Böyle bir şey mümkün değil. Çünkü İslam şeriattan soyutlanmasına izin vermeyen bir din. Şeriatı ise uygulamak tamamen olanaksız. Bunun yani hiçbir hükmü şunu bari uygulasak denilebilir nitelikte değil. Hepsi toptan komple kenara atılmak zorunda.
Hrist dini böyle değil. O şeriattan kendini tamamen sıyırmış kurtarmış durumda. Yehud dinine gelirsek o da şeriattan soyutlanmaya izin vermiyorsa da fanatik Yahudilerden başka bu kimsenin umrunda değil. Yahudilerin meşhur tarihsel umursamazlığı şeriatı devre dışı bırakıyor.

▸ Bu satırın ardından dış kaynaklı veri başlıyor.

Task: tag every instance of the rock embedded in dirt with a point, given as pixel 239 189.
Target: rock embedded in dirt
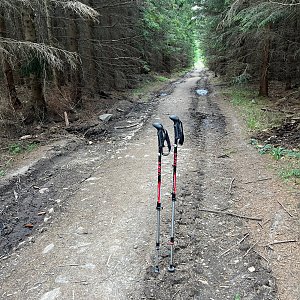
pixel 105 117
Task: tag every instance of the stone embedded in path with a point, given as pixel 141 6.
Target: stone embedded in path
pixel 48 248
pixel 51 295
pixel 105 117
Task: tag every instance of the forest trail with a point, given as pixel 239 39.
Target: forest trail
pixel 102 243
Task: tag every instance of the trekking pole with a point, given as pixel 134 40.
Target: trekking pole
pixel 162 136
pixel 178 139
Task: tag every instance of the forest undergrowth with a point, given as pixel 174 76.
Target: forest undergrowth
pixel 273 124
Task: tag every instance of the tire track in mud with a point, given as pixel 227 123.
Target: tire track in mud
pixel 213 257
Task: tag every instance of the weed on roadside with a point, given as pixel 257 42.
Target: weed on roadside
pixel 252 109
pixel 289 168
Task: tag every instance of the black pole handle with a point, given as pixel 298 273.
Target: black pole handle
pixel 163 136
pixel 178 129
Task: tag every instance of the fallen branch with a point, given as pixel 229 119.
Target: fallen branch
pixel 259 254
pixel 230 187
pixel 250 249
pixel 281 242
pixel 285 209
pixel 261 179
pixel 128 126
pixel 245 236
pixel 229 214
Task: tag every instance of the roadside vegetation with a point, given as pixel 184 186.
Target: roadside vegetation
pixel 261 118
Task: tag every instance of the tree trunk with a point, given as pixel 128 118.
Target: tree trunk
pixel 76 78
pixel 93 78
pixel 38 102
pixel 8 72
pixel 264 80
pixel 50 40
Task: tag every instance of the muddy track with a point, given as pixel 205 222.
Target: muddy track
pixel 211 248
pixel 46 184
pixel 99 242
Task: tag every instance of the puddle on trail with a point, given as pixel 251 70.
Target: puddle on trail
pixel 202 92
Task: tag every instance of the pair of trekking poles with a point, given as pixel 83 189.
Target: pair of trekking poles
pixel 163 138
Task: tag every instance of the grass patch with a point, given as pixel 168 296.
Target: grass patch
pixel 251 107
pixel 19 148
pixel 290 174
pixel 11 153
pixel 288 160
pixel 154 82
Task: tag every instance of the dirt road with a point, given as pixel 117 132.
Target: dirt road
pixel 97 239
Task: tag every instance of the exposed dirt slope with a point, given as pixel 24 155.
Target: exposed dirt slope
pixel 99 242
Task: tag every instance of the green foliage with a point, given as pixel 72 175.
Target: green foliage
pixel 15 149
pixel 251 108
pixel 161 78
pixel 169 31
pixel 276 152
pixel 237 297
pixel 290 173
pixel 34 66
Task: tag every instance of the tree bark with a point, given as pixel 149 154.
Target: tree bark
pixel 8 72
pixel 264 78
pixel 50 40
pixel 38 102
pixel 76 78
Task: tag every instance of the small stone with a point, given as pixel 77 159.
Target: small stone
pixel 81 230
pixel 51 295
pixel 43 190
pixel 46 219
pixel 251 269
pixel 48 248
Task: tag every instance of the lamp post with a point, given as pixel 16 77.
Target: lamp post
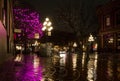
pixel 47 27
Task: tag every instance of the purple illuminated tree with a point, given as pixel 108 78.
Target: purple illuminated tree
pixel 28 21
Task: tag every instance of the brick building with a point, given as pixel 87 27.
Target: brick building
pixel 109 20
pixel 6 28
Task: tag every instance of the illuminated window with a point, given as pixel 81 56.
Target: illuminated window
pixel 107 21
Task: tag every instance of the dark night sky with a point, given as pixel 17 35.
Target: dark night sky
pixel 46 7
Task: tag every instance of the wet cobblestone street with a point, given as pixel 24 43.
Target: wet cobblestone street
pixel 67 67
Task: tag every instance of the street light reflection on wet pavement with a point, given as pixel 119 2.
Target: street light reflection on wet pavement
pixel 69 67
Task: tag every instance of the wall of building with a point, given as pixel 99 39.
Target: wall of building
pixel 109 26
pixel 6 28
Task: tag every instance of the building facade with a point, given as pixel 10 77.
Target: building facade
pixel 6 27
pixel 109 20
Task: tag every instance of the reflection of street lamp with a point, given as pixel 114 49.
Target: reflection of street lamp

Yani şeriat sorunun çözemeyen bir İslam dini var.
-
Ruh konusuna dönersek, nejdet evren'in dediği gibi aslında sorun ruh söylemi değil, "ruh-u mücerret" iddiası. Yani ruhun bedenden bağımsız var olabildiği iddiası. Bu iddia temelsiz ve her yere çekilecek bir iddia olduğu için dikkate alınmaz. Böyle bir veri yok dinde bile iddiası yok. Bu iddia tamamen kutsal sayılan metinlerden bağımsız ortaya atılıyor. Hiç bir kutsal olduğu iddia edilen kitapta öyle bağımsız ruh iddiası bulunmuyor.
-
@DemoKratos biliyor musunuz İslam seriatine karşı çok önyargilisiniz. Aslında sizleri anlıyorum çunku İslam Şeriatini uyguladığını söyleyen yönetim şekli İslam olan devletlerin bunu tam manasıyla uygulamıyor oluşudur sizlerin böylesine şeriat denilince ürkmenize neden olan.

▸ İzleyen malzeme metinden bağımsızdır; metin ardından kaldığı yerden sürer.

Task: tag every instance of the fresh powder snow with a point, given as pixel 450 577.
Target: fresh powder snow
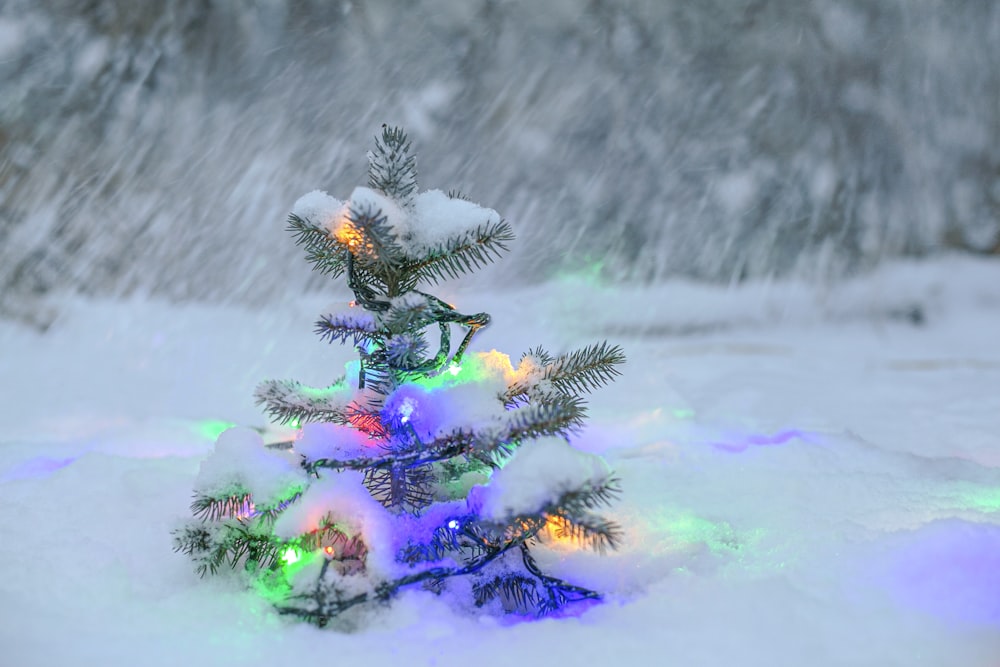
pixel 810 475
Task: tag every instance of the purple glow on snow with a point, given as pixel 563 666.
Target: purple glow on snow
pixel 760 440
pixel 36 467
pixel 950 569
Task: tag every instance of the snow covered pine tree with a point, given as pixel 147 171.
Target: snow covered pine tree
pixel 412 469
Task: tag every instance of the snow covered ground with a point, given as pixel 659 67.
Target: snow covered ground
pixel 812 477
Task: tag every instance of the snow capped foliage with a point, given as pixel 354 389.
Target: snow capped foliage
pixel 241 465
pixel 537 476
pixel 387 453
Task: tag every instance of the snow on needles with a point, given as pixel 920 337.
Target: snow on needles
pixel 318 207
pixel 540 472
pixel 241 464
pixel 433 219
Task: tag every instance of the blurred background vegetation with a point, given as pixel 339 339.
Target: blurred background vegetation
pixel 154 147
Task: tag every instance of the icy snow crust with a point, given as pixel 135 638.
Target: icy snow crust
pixel 810 478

İslam Şeriati kişilerin hem bireysel sorumlu oldukları hem de devletin yönetiminde ,ticaretten, hukuka her konuda uyması gereken kuralları ifade eder diyebilirim. Her biri elmastir.
Hep kömür şeklinde kapkara görmenizin nedeni elmas gibi oluşunu ortenlerin yüzündendir . Apaçık olan ayetleri , ya insanın kendisi kendi eliyle örter ya da çesitli etkenler örter. Ama bu elmasın elmas oluşunu etkilemez.

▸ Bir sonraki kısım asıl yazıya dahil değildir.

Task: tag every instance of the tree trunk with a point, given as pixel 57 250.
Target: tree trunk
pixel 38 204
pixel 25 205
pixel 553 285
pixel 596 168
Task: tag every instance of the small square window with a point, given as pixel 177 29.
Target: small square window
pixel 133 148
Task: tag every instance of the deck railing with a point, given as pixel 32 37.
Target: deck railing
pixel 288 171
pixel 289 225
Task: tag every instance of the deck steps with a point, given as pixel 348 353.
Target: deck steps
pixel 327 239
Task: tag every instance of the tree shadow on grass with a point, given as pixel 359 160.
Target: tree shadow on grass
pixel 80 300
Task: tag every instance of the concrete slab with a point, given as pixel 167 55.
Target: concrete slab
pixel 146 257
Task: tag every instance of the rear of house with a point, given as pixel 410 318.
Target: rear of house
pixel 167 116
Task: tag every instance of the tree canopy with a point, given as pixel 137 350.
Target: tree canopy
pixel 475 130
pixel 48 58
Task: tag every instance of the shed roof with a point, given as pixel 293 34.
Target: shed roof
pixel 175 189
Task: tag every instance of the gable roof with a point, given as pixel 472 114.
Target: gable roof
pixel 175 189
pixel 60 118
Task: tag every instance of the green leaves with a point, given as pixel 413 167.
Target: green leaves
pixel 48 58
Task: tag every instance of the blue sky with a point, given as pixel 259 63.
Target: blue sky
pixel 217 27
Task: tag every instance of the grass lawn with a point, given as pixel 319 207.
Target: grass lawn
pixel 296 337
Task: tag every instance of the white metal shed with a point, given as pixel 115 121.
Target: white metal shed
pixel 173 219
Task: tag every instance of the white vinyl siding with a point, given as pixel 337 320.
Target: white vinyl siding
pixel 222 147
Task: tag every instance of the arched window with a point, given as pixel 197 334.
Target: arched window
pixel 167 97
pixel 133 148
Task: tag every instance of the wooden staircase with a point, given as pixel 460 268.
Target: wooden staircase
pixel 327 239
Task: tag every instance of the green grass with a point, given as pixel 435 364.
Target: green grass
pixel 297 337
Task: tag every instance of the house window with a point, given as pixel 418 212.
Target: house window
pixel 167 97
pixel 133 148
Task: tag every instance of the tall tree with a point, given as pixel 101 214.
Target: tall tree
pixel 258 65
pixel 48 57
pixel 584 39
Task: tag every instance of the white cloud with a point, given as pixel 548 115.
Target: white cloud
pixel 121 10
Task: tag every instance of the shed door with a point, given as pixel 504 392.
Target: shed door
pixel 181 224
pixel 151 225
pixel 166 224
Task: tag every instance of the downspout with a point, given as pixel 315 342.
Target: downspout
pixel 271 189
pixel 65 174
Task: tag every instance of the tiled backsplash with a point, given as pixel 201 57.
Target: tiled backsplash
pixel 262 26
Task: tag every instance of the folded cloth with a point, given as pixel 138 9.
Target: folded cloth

İslam Şeriatini bireysel olarak uygulayabiliyor muyuz ? Kendi adıma konuşayım Filistinlilerin halini duruşunu görünce vahh ki bana vahh dedim .
Konuşan nefes alan ayetler gibi halleri
Gözlerin önündeki perdeyi aralamak, insanın iradesine kılınmış.